Urs A. Meyer is Professor (active emeritus) at the Biozentrum of the University of Basel. He received B.A.(1961) and M.D.(1967) degrees from the Universities of Geneva and Zürich, with additional laboratory training in
bio- chemistry and metabolic diseases at the University Hospital in Zurich. He continued his training in Internal Medicine (internship and residency) at the University of California San Francisco (UCSF), followed by a postdoctoral fellowship in Clinical Pharmacology with Kenneth L. Melmon and a fellowship in hepatology at the University of Texas Southwestern Medical School, Dallas, Texas with Harvey Marver and Ronald Estabrook. In 1971 he was recruited as Assistant Professor in Clinical Pharmacology at the Department of Medicine, UCSF. Urs Meyer returned to Switzerland in 1975 as Associate Professor and the first Chief of a new Division of Clinical Pharmacology at the University of Zürich Medical School. Urs A. Meyer joined the Biozentrum in 1983 as Professor of Pharmacology , he also served as chairman of the Biozentrum (1993 to 1995).

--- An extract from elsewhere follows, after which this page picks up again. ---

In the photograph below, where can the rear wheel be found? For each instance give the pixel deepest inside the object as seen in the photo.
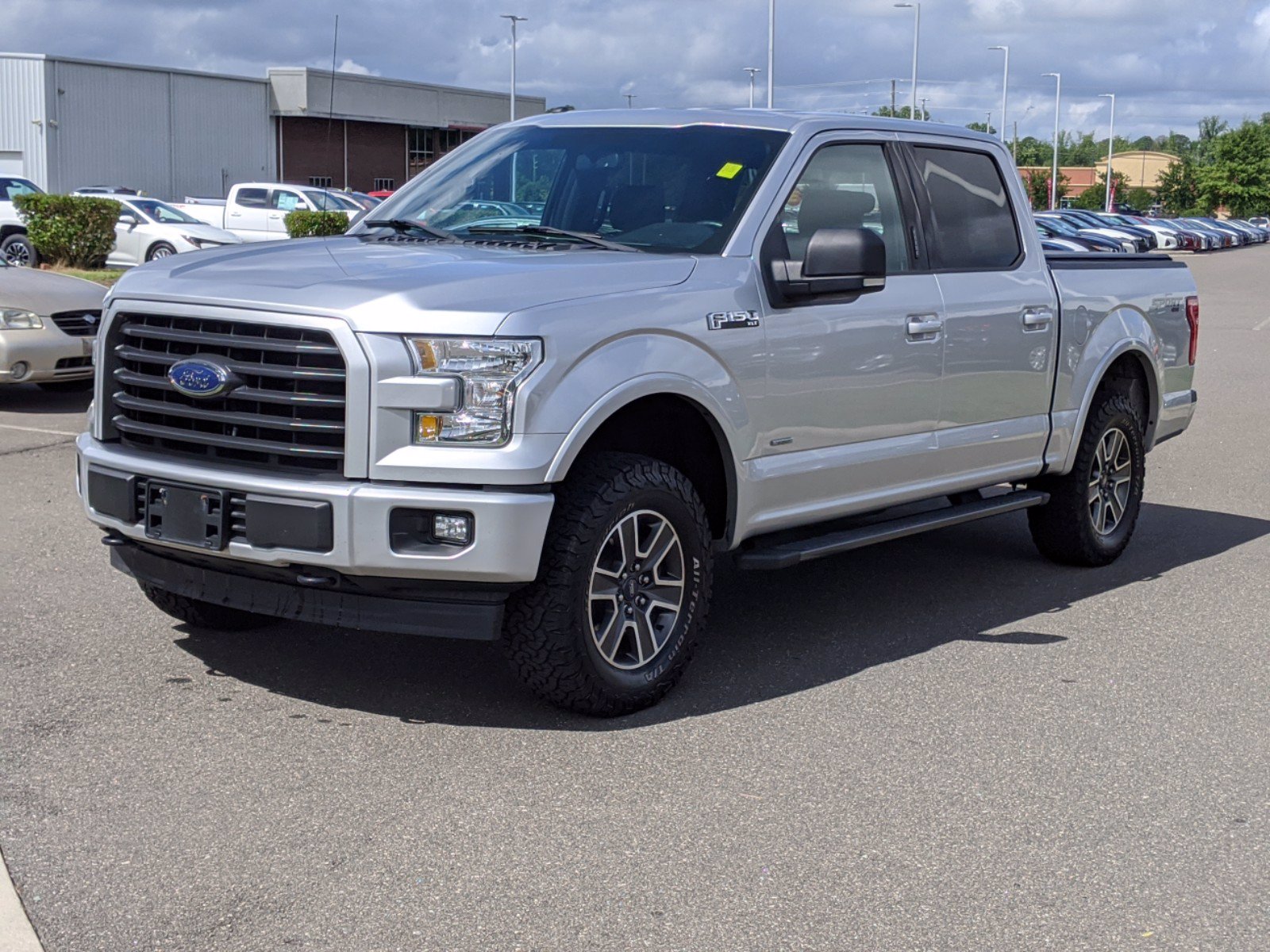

Urs A. Meyer’s research has focused on “pharmacological individuality” or person-to-person variation of drug response throughout his career. In his postdoctoral work, he described the molecular defect in heme synthesis that causes drug-induced attacks of acute intermittent porphyria. He and his coworkers later made the first transgenic mouse model of this disease and elucidated the drug sensitivity of patients with porphyria. His laboratory is best known for the discovery of the molecular mechanisms of several common genetic polymorphisms of drug disposition. His team identified the genes and mutations in these genes causing variation in drug response and developed the first pharmacogenetic DNA tests, initially for the genes of cytochrome P450 CYP2D6 and N-acetyltransferase NAT2. His laboratory also made important contributions to the regulation of drug disposition by environmental and host factors.These predictable variations in drug response are important components of individualized drug therapy or personalized medicine.